Investigators with the USC Wrigley Institute of Environmental Studies have recently begun exploring research questions on the genetics and evolution of the endangered Channel Island fox, which lives exclusively on six of the eight Channel Islands off the coast of southern California. The scientists have teamed up with other research groups around the country using genetic information and chemical analyses to explore such questions as the evolution of the species, genetics across different island populations, and disease resistance.

The USC team will work with collaborators to achieve four primary goals: 1) to better estimate the timing of island fox arrival to the different Channel Islands; 2) to assess early 20th century fox genetics by extracting DNA from the Natural History Museum of Los Angeles’ historic (1930-40s) collections; 3) to attempt to extract ancient DNAs from island fox fossils and study the evolution of dwarfism in the species; and, 4) to analyze fox fecal samples and compare diets across the different islands, to better understand how the foxes may be impacted by food competitors like feral cats and spotted skunks.

USC researchers will focus in particular on Goal 2, as the nearby Natural History Museum’s collections provide a unique resource. Comparing historic genetic data to more modern data from different time points over the last century will allow the researchers to see how genetics of the species have changed over time, and particularly how foxes have been impacted by reductions in population size caused by canine distemper, golden eagle predation and habitat loss.

The biggest wild card may be the subsection of Goal 3 involving extraction of ancient DNA from fossils. The Natural History Museum and its sister museum the La Brea Tar Pits have a moderate number of fossils, but no one has yet succeeded in obtaining usable DNA from fox fossils.
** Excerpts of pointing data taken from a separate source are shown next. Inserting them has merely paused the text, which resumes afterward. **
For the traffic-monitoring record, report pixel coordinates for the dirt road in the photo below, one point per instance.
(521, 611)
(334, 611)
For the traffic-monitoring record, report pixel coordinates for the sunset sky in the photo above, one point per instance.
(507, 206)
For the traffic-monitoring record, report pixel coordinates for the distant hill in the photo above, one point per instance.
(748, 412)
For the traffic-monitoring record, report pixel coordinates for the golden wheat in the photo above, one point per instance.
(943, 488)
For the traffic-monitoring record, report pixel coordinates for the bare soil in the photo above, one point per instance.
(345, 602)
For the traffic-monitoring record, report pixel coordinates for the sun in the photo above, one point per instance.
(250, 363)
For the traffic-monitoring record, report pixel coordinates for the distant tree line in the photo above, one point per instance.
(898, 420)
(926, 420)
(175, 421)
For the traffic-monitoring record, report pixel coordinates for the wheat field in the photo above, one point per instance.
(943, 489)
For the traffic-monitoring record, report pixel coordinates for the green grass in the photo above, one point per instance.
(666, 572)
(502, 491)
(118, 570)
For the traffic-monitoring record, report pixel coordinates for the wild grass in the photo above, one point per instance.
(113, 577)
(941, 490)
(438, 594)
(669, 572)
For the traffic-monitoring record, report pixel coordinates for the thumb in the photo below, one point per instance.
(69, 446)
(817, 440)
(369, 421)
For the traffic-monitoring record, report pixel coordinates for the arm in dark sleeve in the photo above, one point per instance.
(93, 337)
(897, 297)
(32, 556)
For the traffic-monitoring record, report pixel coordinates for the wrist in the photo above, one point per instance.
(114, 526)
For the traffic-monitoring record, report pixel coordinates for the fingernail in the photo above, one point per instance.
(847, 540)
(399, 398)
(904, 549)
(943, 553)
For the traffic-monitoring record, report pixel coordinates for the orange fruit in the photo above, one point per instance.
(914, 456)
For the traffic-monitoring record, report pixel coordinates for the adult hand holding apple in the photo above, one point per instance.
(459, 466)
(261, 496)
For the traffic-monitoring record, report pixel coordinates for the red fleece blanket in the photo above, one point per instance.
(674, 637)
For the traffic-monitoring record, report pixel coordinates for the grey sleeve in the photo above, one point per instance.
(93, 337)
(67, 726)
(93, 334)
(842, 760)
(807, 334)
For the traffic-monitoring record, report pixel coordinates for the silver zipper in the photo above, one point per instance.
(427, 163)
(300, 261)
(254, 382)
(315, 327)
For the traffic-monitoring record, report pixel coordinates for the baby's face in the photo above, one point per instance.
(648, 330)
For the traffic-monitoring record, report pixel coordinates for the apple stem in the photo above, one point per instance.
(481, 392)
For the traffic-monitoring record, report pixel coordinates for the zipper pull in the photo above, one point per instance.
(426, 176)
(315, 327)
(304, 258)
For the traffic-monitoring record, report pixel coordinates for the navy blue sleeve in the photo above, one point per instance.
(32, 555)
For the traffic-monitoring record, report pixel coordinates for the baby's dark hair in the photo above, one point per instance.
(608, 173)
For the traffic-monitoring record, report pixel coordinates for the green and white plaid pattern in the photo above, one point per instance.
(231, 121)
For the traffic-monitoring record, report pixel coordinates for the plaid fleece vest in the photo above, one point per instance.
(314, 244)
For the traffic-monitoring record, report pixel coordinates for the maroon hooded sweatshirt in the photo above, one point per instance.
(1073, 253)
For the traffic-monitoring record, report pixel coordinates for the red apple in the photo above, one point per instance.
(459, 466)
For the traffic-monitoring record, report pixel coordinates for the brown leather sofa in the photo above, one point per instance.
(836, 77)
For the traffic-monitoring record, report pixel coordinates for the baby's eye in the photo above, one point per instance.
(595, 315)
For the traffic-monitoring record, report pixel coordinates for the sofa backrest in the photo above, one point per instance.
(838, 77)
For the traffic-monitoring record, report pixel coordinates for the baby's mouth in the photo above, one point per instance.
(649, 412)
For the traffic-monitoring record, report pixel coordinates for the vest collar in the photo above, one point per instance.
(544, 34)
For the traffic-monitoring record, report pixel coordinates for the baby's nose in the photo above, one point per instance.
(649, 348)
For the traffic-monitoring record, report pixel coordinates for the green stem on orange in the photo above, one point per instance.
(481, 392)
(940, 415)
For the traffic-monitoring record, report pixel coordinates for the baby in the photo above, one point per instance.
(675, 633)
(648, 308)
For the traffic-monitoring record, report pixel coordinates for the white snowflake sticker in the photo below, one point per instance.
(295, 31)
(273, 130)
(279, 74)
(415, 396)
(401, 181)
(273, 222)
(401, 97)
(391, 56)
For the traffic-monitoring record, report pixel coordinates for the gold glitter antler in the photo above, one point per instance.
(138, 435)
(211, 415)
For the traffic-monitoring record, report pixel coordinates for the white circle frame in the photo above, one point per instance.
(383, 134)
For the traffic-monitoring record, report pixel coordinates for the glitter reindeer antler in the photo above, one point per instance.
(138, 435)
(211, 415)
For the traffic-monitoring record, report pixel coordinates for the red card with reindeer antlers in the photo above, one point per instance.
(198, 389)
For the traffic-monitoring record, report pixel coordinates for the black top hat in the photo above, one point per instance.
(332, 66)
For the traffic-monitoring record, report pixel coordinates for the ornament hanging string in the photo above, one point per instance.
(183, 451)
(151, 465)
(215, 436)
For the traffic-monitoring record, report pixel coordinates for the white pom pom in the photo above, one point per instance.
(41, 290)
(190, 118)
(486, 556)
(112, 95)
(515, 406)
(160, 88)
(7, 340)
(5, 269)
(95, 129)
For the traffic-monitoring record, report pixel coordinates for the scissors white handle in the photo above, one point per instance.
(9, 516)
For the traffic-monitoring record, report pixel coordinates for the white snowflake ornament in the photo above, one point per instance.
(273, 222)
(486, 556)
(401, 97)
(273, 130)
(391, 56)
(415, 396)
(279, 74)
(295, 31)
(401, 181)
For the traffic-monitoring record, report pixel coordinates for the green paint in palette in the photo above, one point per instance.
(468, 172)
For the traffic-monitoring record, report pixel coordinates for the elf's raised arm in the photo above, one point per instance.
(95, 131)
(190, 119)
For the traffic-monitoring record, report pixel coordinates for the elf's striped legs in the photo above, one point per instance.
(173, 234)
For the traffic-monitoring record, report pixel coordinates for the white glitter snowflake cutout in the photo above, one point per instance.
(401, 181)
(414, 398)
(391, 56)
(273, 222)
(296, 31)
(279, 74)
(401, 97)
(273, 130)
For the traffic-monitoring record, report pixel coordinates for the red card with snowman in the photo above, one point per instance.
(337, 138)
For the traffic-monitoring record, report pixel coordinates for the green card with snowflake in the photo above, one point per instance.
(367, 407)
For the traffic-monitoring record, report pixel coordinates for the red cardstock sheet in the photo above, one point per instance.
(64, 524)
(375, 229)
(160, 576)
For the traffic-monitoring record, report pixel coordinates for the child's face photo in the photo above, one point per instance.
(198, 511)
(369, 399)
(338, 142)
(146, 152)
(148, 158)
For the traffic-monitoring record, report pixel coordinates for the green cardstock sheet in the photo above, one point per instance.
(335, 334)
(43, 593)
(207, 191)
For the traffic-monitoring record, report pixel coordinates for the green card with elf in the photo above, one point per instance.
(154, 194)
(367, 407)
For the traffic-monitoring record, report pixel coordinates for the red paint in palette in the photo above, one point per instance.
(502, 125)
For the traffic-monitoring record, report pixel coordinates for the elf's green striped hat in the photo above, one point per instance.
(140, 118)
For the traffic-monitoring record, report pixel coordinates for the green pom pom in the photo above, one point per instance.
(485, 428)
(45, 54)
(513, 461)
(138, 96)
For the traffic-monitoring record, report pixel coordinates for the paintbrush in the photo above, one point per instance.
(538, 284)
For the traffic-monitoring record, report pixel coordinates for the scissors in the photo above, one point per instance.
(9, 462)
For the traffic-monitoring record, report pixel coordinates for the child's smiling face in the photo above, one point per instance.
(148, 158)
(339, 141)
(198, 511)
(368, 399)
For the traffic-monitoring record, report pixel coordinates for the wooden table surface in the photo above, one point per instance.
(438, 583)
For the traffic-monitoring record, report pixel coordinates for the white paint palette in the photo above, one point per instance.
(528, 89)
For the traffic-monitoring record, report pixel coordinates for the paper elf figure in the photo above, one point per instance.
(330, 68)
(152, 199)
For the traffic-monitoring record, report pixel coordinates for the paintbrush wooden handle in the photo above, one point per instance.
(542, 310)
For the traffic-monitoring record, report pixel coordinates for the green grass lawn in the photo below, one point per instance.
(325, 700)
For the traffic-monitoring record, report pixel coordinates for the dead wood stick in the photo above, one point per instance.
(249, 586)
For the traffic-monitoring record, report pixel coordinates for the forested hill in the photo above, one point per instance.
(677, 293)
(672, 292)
However, ancient DNA techniques are rapidly evolving and breakthroughs have been achieved in well-known species such as Neanderthals and woolly mammoths.  If ancient fox DNA can be extracted, then that genetic information could be combined with studies of skeletons and ancient diets to yield additional insights into the species.

The convergence of scientific interest in island foxes by several research groups is unsurprising given recent advances in our ability to study the genetics of non-model organisms, combined with the inherent attraction of this charismatic endangered species. Merging the unique talents of researchers at the USC Wrigley Institute with the collective efforts of other researchers across the country should yield increasingly rapid and definitive answers to these types of urgent questions in island fox conservation.